Essay on Chess
There are only a few games played by a pair
That are more than games, chess being the most notorious,
Each move signaling an invasion of the other’s personality,
psyche and life-style,
Which is why it is not played by football players,
truckdrivers
or housewives
But by students, physicists, autodidacts and idiot-savants, as
many Masters are,
And is raised to Olympic status by cultures that hate one
another,
And can never degenerate to the level, say, of “pingpong di-
plomacy,”
The contest as iffy as the Big Bang or Plato’s Cave.
Hours after a game a lover can say to the defeated,
You were only thinking of yourself, that’s why you gave up
your bishop,
And the other may think, if I lose because I love you
It’s not intentional.

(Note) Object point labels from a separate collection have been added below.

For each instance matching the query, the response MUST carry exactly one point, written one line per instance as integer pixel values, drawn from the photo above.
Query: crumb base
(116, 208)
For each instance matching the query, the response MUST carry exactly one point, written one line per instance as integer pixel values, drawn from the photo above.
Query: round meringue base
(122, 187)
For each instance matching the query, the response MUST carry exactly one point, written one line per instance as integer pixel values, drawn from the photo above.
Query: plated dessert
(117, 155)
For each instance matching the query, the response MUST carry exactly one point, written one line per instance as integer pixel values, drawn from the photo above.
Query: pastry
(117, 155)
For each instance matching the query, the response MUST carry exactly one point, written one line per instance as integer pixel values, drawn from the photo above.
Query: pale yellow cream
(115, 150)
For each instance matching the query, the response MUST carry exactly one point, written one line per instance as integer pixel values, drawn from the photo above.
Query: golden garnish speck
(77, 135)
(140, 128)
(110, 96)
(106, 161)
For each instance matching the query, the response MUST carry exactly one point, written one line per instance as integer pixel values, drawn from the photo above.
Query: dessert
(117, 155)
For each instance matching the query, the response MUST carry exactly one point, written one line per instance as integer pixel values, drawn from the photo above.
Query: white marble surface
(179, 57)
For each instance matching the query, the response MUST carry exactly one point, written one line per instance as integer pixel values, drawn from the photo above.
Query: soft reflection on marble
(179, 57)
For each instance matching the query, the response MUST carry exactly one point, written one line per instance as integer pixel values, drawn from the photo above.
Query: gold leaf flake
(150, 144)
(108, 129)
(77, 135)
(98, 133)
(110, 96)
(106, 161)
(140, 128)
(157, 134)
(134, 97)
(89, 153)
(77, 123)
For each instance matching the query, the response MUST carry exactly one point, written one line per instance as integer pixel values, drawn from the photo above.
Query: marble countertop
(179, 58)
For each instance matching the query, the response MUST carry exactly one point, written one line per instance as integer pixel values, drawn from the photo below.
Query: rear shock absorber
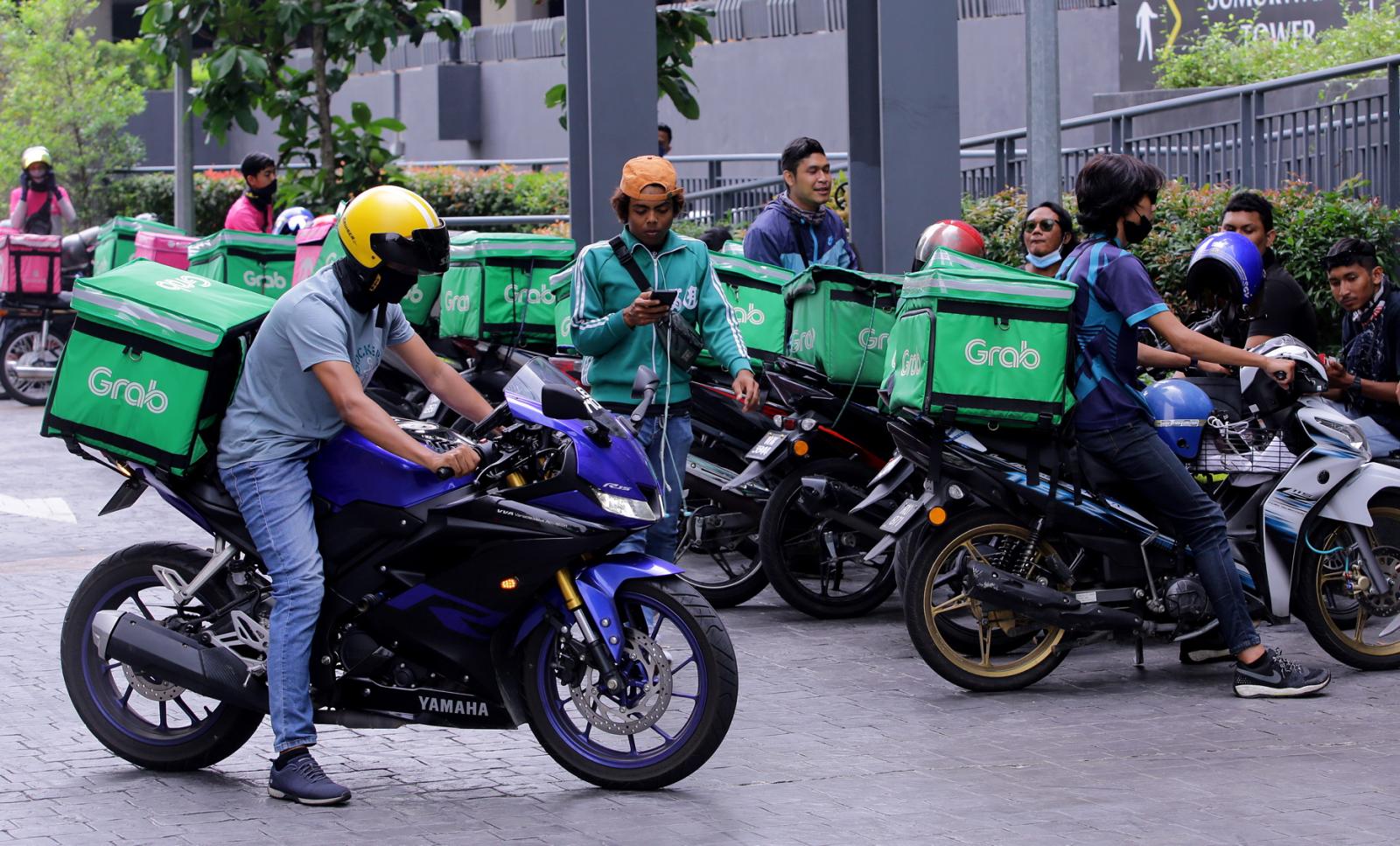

You are better than I am.
But everything said is just another rorschach.
I need a new racquet, the loser jokes, and will buy a new
board
Of inlaid wood or cloth-of-silk fit for a rani,
Making it all more formal, like evening dress,
As if it weren’t formal enough already.
He muses: I don’t want to win from you, I don’t want to
lose
to you.
My middle game is strong, almost professional,
But at the some point you whistle softly and move right
through;
Damn, ineluctable bitch.
Did you know that before the fifteenth century
The queen could only move one square?
Did you know that the king used to jump all over the place
before he was hobbled?
A hobby horse. All at once the power was hers.
It happened in Europe when they invented love.
The king stands still. Nobody lays a hand on him.
He just stands still in his mutton-chop whiskers, brainless,
erect,
Wearing the medals with his own face on them,
His peasants all back in the coffin-box
And a helpless hamstrung horse, ripe for the knackers,
Dying, with crazy beautiful eyes like horse-chestnuts.
He muses: it’s only a game invented in Persia
Or some such place that doesn’t exist anymore,
And amends this to read—if it were only a game.
The bishops sidle down the avenues, the slippery diplomats
with
their penis-heads.
Those movable castles like panzers, so modern.
And oh the wild horses leaping over the powers,
You can almost see their delicate legs shrouded in pedestals,
Lifted by fingers of gentle giants.
Kings murdered each other over a chess match.
It says so in the manuals, and all the chess writers call it
A war-game.
They call it Errors of Appreciation
In the conventicles of war, by actual generals,
With a freudian assumption of an intention to lose.
To Clausewitz the word was Total War,
To Treitschke A Triumph of National Selfhood fit to
conquer
the world,
But all this war talk, Sicilian Defense, the Philador, coign of
vantage, sphere of action,
The sacrifice, gambit means sacrifice,
All ends in a mate, a word that’s not even a pun except in
English.
Checkmate means the Shah is dead,
In chess two queens can never meet,
Two kings can never touch,
And that’s the meat of the game, the theory of the play.
The war is only a side-effect of love.
What really matters are the sounds I hear
When you clear the board and put the pieces back in the
box,
And the verdict of your eyes when you look up at me.